A good example of technically predictable design is Spelunky: Every object in the game interacts with every other object in mostly very simple ways. For instance, a rock, flung through the air, will damage anything in its path. While each interaction is, individually, very easy to understand, in aggregate, they become wildly unpredictable (while still being technically possible to predict). The rock might only fly through the air and do damage, but in so doing it might also knock out the yeti who falls on the landmine which blasts the rock back up into the sky which knocks down the UFO which falls on you and explodes and kills you. There’s a certain kind of satisfaction to dying to something so wildly improbable and byzantine but completely mechanically predictable.

If the player loses trust in the game design, though, everything in the game becomes suspect. A hilarious fluke may instead start to seem like a dirty trick. Goals no longer seem worth striving for because they could be snatched away. Failure seems arbitrary and no longer worth actively avoiding. The game becomes a gamble, with unknown odds and random payout.

I’ve recently been playing through an extensive Dark Souls mod called Daughters of Ash. There are a number of really interesting ideas contained within the mod, but it’s difficult to trust the decision-making behind it. Part of what made Dark Souls such a valuable experience when it came out was that it flouted a lot of the conventional rules of ‘good game design’ – sometimes it wasn’t clear what the game expected of you, movement was heavy and clumsy, and the story was distant and confusing, requiring careful attention to piece together. However, it established its own set of rules to replace these, rules which you learned through hard experience: Caution and exploration were rewarded, if you can see a place you can go there’s usually a worthwhile reason to go there, and if you pay careful attention then you can usually avoid traps and ambushes.

Unfortunately, while Daughters of Ash correctly perceives that Dark Souls broke many rules, it had little appreciation for the new rules created to replace them. Invisible traps, baffling cause and effect, huge detours and difficult acrobatics to get useless items – in the first place it’s harder to trust a mod than the game it was based on, and each decision like these just makes it even harder.

Trust isn’t uniquely important in the medium of games though. Trust is important in all forms of art. You have to be able to trust the painter for long enough to see the painting properly, to appreciate the forms and structure. You have to be able to trust a movie or TV series to be going somewhere, to have some sort of structure of intent and planned payoff. The recent wave of disappointment in the conclusion of the Game of Thrones series is an interesting example of what happens when you start to lose that trust. Retroactively, people start to regard earlier episodes less well, knowing that they don’t like where they end up, and decisions that people might otherwise be forgiving of are judged harshly knowing that there’s no longer any possibility of a long distant future payoff.

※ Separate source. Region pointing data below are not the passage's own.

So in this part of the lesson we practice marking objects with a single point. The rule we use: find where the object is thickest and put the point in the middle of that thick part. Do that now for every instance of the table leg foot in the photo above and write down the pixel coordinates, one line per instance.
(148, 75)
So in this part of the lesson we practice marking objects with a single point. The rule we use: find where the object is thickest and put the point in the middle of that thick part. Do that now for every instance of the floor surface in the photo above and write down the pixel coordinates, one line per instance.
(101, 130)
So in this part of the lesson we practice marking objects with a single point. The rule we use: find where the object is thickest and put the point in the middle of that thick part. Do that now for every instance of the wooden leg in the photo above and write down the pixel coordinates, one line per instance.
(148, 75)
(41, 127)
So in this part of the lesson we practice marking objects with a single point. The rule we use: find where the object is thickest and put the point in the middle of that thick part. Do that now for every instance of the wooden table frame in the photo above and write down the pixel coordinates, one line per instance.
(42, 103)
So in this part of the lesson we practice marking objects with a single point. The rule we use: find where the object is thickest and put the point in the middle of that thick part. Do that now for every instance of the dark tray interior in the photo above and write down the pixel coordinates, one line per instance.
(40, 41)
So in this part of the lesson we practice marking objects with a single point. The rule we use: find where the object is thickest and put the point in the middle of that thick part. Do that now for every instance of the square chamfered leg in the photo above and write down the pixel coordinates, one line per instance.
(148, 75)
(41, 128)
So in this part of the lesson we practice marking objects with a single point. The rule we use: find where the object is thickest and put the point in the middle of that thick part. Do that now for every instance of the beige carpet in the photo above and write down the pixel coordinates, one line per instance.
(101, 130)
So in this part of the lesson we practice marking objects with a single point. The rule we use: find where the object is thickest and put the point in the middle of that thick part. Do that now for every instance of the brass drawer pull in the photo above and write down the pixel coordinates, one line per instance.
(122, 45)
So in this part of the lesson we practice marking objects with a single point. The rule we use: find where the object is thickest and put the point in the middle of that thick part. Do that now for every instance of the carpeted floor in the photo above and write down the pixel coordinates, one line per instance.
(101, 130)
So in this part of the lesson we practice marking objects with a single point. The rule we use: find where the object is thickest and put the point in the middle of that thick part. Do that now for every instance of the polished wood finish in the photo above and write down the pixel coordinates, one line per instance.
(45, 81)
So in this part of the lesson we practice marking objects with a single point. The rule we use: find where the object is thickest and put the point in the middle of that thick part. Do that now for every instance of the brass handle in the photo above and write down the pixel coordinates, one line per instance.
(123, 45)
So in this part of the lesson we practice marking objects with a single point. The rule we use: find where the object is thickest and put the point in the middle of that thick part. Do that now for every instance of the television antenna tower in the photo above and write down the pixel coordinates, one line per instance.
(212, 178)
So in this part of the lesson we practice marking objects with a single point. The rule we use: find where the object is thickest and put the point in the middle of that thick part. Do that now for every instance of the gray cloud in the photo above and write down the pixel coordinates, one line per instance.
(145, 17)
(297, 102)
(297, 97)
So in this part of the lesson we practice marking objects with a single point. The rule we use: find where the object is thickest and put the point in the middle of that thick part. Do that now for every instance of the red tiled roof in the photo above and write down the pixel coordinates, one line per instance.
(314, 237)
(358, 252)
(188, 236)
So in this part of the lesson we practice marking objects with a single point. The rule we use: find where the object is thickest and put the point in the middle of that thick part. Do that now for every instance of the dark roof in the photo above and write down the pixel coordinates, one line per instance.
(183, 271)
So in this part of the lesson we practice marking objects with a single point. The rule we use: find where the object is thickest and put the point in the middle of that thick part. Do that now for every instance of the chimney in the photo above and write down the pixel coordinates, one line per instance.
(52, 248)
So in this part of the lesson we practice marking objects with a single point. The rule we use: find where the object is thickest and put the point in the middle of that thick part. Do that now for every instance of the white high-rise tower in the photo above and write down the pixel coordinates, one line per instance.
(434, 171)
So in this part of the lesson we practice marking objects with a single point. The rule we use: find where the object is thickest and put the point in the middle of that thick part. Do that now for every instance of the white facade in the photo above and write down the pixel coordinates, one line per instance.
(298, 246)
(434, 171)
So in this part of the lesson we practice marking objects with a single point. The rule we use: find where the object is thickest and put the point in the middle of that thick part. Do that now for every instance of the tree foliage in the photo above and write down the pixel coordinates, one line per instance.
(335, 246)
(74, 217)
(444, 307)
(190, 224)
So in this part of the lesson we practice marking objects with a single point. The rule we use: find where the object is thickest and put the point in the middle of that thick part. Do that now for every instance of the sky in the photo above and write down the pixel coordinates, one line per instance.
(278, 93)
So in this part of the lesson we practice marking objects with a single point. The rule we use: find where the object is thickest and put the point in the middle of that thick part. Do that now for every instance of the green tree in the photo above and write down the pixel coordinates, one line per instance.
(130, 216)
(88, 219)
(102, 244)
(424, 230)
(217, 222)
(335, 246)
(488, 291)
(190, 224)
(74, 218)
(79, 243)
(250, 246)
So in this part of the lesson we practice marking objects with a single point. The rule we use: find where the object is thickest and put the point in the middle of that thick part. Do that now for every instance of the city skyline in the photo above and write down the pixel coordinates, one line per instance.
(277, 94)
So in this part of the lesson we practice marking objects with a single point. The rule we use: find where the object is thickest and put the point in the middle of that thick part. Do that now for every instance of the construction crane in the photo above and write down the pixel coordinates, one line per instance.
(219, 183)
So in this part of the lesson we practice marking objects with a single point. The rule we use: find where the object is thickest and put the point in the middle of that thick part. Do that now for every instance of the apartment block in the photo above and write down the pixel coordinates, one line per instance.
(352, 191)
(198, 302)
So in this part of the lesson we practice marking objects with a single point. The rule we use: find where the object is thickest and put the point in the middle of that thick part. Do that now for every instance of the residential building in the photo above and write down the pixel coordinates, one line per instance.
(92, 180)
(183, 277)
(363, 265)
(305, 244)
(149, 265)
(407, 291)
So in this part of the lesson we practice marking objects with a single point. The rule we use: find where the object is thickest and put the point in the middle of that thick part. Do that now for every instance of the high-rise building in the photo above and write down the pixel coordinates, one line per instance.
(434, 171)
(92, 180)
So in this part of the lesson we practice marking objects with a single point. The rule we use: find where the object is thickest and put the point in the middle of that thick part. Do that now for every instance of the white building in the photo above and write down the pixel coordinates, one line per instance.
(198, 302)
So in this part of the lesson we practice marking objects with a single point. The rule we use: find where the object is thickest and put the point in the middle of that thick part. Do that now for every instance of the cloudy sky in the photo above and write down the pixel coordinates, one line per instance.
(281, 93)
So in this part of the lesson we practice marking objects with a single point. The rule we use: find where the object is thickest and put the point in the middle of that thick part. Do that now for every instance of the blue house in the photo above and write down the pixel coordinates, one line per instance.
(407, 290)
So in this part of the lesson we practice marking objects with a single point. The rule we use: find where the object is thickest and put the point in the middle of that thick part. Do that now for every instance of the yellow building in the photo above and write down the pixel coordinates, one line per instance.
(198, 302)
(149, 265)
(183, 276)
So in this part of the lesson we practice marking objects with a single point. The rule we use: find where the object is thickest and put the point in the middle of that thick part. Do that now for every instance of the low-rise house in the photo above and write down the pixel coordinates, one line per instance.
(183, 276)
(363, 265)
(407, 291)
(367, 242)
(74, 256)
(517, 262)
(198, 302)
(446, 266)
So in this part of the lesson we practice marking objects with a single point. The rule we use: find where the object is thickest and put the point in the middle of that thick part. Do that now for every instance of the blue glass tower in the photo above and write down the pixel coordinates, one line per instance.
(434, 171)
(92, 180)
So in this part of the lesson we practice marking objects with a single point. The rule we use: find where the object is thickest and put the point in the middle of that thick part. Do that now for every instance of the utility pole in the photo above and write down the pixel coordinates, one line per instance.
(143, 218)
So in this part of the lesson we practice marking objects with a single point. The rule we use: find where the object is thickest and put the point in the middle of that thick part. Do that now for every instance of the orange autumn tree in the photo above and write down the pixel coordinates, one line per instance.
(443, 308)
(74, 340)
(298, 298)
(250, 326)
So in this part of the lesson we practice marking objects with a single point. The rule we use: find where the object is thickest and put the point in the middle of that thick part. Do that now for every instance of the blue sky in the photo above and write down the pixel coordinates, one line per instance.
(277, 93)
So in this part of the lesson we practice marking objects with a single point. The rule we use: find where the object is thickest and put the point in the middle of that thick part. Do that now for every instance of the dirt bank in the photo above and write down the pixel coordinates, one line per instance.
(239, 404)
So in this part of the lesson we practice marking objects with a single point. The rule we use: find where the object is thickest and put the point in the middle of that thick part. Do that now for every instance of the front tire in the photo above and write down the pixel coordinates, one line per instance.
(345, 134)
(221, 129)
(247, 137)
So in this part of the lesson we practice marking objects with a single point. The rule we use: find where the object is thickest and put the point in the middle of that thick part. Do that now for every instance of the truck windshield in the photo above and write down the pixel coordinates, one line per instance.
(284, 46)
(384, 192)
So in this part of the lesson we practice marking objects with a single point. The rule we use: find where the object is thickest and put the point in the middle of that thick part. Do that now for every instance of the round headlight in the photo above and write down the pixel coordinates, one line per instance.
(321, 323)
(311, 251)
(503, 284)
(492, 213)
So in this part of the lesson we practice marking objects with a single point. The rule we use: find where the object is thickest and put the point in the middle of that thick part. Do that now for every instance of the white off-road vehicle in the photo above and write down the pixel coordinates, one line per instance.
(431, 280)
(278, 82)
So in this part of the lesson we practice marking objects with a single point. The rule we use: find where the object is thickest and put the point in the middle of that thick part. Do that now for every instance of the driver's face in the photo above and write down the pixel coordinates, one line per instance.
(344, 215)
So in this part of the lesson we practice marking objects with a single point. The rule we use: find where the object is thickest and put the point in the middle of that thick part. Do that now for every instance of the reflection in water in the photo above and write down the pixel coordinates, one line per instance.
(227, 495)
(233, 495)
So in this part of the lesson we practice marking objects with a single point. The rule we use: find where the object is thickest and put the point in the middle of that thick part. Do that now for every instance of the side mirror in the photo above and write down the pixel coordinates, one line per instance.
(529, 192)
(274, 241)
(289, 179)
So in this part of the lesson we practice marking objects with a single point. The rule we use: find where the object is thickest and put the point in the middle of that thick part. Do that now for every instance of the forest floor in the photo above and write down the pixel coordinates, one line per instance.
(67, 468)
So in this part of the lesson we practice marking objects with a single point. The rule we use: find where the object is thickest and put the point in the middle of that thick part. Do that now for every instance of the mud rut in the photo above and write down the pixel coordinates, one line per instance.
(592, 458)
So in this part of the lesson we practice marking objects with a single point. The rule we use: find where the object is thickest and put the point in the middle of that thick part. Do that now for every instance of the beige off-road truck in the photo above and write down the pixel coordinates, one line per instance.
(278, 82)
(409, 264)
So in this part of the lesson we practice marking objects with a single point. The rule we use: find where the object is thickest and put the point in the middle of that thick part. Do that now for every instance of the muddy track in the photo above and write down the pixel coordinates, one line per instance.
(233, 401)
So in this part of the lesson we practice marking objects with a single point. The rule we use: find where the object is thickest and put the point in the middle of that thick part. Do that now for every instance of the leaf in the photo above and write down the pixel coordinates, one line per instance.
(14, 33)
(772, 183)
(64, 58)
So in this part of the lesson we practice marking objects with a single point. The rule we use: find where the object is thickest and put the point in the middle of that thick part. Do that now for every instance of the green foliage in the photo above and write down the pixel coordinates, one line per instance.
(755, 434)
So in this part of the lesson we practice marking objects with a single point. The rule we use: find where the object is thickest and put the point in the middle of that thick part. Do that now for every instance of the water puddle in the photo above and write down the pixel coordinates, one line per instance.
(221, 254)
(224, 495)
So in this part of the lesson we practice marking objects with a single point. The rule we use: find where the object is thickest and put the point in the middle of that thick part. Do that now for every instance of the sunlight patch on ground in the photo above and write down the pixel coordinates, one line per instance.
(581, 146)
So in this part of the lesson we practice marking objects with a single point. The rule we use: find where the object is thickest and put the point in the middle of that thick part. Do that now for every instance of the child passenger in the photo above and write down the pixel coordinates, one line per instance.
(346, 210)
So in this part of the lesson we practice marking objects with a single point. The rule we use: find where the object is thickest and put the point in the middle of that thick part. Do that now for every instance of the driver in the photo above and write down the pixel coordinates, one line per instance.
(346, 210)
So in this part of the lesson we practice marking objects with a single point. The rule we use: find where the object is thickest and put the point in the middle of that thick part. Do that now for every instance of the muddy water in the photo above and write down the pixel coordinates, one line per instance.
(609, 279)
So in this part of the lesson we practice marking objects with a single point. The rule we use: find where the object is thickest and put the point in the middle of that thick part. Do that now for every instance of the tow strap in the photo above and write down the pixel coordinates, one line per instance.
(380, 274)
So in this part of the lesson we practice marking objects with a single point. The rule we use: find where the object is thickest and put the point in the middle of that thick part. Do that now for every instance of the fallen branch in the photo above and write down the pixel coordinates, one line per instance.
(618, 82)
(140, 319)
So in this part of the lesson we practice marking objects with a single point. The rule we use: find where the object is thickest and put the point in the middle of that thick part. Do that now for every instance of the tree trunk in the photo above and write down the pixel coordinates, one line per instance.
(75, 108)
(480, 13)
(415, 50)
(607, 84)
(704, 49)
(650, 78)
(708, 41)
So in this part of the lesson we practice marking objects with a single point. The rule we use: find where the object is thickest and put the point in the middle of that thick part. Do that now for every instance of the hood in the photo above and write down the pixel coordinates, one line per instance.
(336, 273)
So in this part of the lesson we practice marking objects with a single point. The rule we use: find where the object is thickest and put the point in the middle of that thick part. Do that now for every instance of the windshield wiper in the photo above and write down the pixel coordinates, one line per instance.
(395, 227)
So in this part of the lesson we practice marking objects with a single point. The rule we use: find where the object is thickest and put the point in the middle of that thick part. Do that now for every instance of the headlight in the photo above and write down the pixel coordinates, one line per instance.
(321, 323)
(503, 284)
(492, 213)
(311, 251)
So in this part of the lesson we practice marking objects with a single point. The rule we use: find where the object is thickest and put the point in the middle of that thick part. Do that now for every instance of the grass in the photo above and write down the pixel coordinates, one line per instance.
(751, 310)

I find myself having a hard time trusting most media these days. There’s a few reasons for this. One is technique: There’s a lot of similarity of approach in most popular entertainment, and once you get acclimated to this you tend to see where each scene is going as soon as it starts. It’s hard to trust the artist to take you anywhere interesting when each step along the way seems rote. The other difficulty comes from my increased critical awareness of the tacit implications and arguments forwarded, often unconsciously, by popular art. The weight of the stories that center around a person who is usually some combination of lone genius, borderline abusive, incredibly wealthy, white, and male becomes crushing, the myth-making of a society that has become overtly and obviously cruel and unjust, creating heroes in the mold that coincidentally resembles those who benefit most from that society.

Thus I have become suspicious. I have lost trust. It sort of sucks, because it means that I can often only enjoy movies on a second viewing, only once I know there’s something worthwhile there. It means I avoid watching television or playing new games a lot because the sheer energy output it takes for me to enjoy things is so much higher now.

I don’t mind, though. I prefer this to naiveté. If something is worth doing, it’s worth doing correctly – even if it’s harder to enjoy things, I can enjoy things in more different ways, on more different levels, now. It’s better to be aware, even if it’s more difficult. It’s not like trust is impossible, I just can no longer give it by default. The benefit of the doubt has eroded.

Perhaps trust was always meant to be precious. Do your best to earn it, and do your best to bestow it where it is deserved.